Venezuela’s congressional election on Sunday will almost certainly give President Nicolás Maduro control over the country’s last major independent institution, but will do little to improve his image at home and abroad.
Maduro, who already has the loyalty of the courts, the military, prosecutors and other institutions, seeks to load the National Assembly with members of his United Socialist Party of Venezuela, and critics say he’s guaranteed that by rigging the system to smother the last remnants of democracy in Venezuela.
An opposition coalition led by US-backed politician Juan Guaidó is boycotting the vote. And several nations, including the US and European Union, have already declared the vote a sham.
“How’s Maduro’s fraud going?” Guaidó tweeted, showing pictures of an empty polling place. “Failed.”
“I came to vote, and in less than half a second I have voted, quickly,” Caracas resident Rafael Espinoza said. “I’ll tell anyone who wants to do so that they can come down and vote in fractions of a second.”
The Supreme Court this year appointed a new elections commission, including three members who have been sanctioned by the US and Canada, without participation of the opposition-led Congress, as the law requires.
The court also removed the leadership of three opposition parties, appointing new leaders the opposition accuses of conspiring to support Maduro.
Maduro has campaigned for his party’s candidates — including his son and wife — promising to finally silence the right-wing opposition, which he accuses of inciting violent protests and inviting US sanctions.

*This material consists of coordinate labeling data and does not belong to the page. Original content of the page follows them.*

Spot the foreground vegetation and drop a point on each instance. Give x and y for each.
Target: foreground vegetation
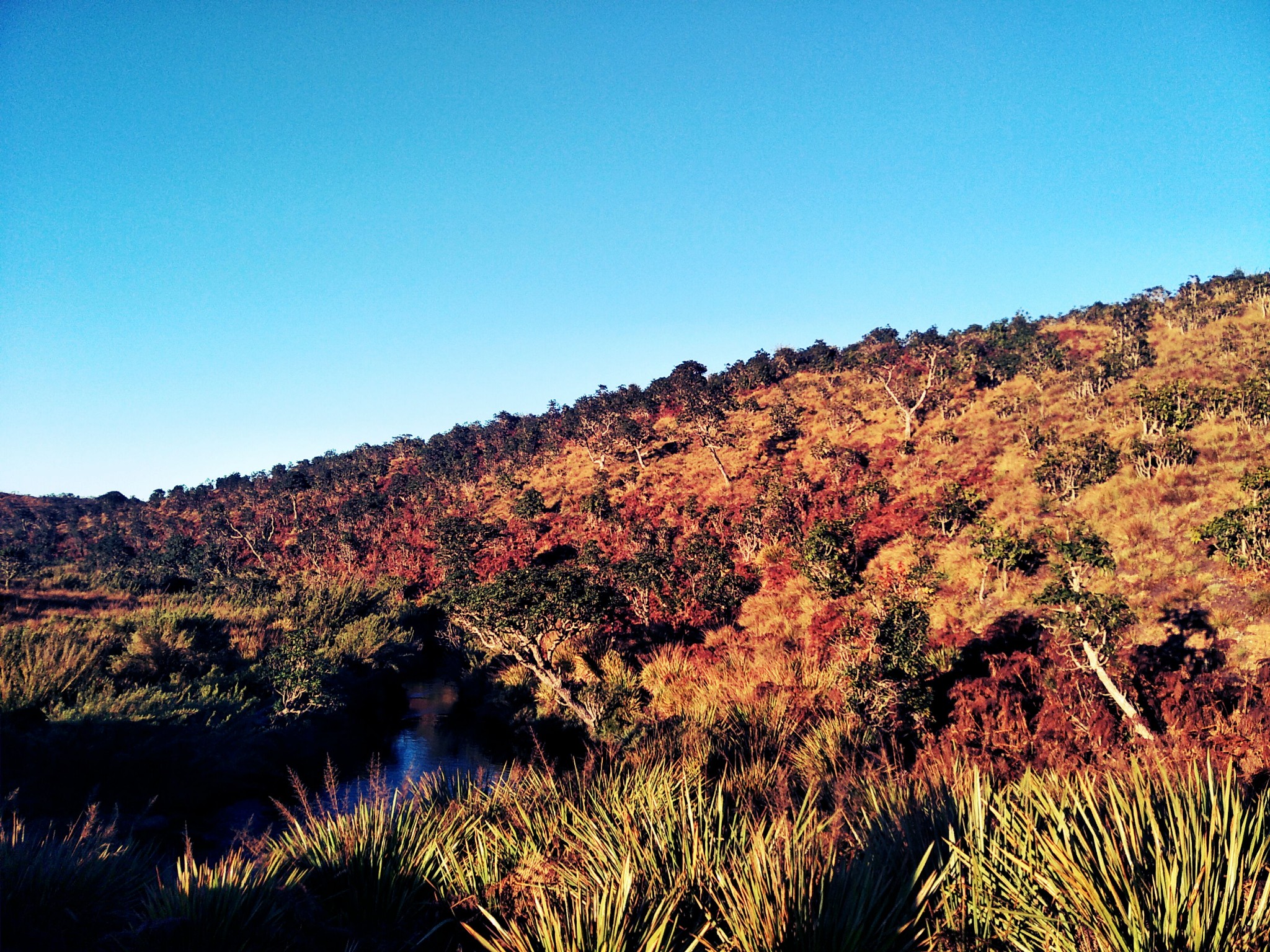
(658, 858)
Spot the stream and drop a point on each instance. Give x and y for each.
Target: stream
(427, 743)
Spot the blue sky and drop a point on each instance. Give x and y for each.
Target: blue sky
(242, 234)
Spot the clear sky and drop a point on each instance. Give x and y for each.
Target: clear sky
(236, 234)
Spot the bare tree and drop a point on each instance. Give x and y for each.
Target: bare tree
(908, 382)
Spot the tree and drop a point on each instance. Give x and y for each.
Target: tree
(597, 423)
(549, 620)
(703, 410)
(1082, 553)
(1242, 534)
(637, 430)
(530, 505)
(1093, 620)
(910, 377)
(13, 560)
(956, 507)
(1070, 466)
(831, 558)
(1006, 551)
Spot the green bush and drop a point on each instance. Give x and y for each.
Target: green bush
(1071, 466)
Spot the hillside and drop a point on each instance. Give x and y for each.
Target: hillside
(893, 547)
(890, 644)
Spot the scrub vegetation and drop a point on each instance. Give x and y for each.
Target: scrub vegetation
(944, 641)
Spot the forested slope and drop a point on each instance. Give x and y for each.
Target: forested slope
(897, 547)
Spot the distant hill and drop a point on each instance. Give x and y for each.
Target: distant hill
(928, 530)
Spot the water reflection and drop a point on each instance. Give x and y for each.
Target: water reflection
(431, 743)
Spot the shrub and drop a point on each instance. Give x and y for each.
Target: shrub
(1242, 534)
(1151, 457)
(1075, 465)
(956, 507)
(530, 505)
(830, 559)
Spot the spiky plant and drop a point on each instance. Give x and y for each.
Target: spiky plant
(66, 890)
(1156, 861)
(233, 904)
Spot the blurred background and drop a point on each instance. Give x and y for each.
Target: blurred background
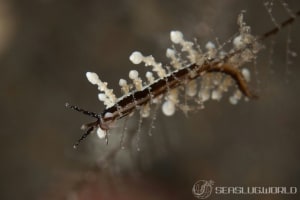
(46, 46)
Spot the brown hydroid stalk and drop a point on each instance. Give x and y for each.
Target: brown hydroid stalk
(245, 48)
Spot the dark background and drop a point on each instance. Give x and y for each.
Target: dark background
(46, 46)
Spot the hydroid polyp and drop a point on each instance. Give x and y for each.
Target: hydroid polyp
(200, 76)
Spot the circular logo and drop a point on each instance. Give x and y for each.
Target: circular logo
(202, 189)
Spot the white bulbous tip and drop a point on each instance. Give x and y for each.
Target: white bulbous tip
(101, 133)
(92, 77)
(168, 108)
(170, 52)
(210, 45)
(237, 41)
(122, 82)
(102, 97)
(136, 57)
(149, 74)
(133, 74)
(176, 37)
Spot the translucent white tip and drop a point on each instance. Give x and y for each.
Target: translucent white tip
(101, 133)
(133, 74)
(168, 108)
(176, 36)
(136, 57)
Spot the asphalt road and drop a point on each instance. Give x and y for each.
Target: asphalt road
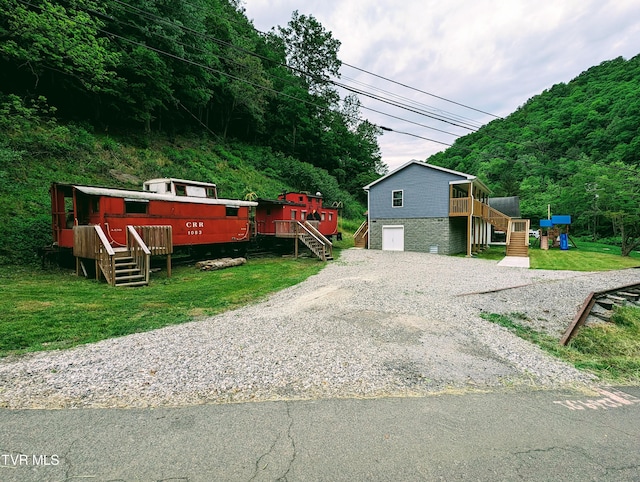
(503, 435)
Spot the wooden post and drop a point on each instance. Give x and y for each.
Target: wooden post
(469, 234)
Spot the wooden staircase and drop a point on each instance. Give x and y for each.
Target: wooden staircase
(361, 236)
(315, 241)
(517, 231)
(518, 244)
(127, 272)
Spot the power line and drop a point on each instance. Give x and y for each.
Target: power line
(421, 91)
(441, 118)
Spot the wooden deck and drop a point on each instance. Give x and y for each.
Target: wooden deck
(128, 265)
(517, 229)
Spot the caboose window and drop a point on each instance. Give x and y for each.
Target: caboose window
(232, 210)
(135, 206)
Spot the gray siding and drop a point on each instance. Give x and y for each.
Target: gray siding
(421, 234)
(425, 194)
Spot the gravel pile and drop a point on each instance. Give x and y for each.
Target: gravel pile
(370, 324)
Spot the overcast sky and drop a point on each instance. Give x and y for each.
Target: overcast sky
(492, 55)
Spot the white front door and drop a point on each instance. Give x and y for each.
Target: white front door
(393, 238)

“There are those who plot coups, those who ask for military intervention,” Maduro said on Saturday night in a broadcast on state television, dismissing criticism of the election. “We say: Votes yes -- war no, bullets no.”
Guaidó’s opposition movement is holding a referendum over several days after the election. It will ask Venezuelans whether they want to end Maduro’s rule and hold new presidential elections.
It’s unclear whether either vote will draw masses of people as polls indicate that neither Maduro nor Guaidó are popular among Venezuelans at a time the nation’s economic and political crisis is deepening despite having the world’s largest oil reserves.
More than 5 million people have fled the country in recent years, the world’s largest migration after that of war-torn Syria. The International Monetary Fund projects a 25 percent decline this year in Venezuela’s GDP, while hyperinflation diminishes the value of its currency, the bolivar, now worth less than a millionth of a dollar on the free market.
Maduro, the hand-picked successor to the late President Hugo Chávez, won a second term in 2018. But his political adversaries and several nations, including the US, reject his legitimacy, alleging the vote was rigged and his most popular challengers were banned.
Guaidó, 37, vowed to oust 58-year-old Maduro early last year — basing his claim to the interim presidency on his leadership of the National Assembly, whose term legally ends in early January under the constitution.
The Trump administration led scores of nations in support of Guaidó and they have said they will continue to support him in the absence of what they consider fair elections.
Washington has hit Maduro and his political allies with sanctions, and the US Justice Department has indicted Maduro as a “narcoterrorist,” offering a $15 million reward for his arrest.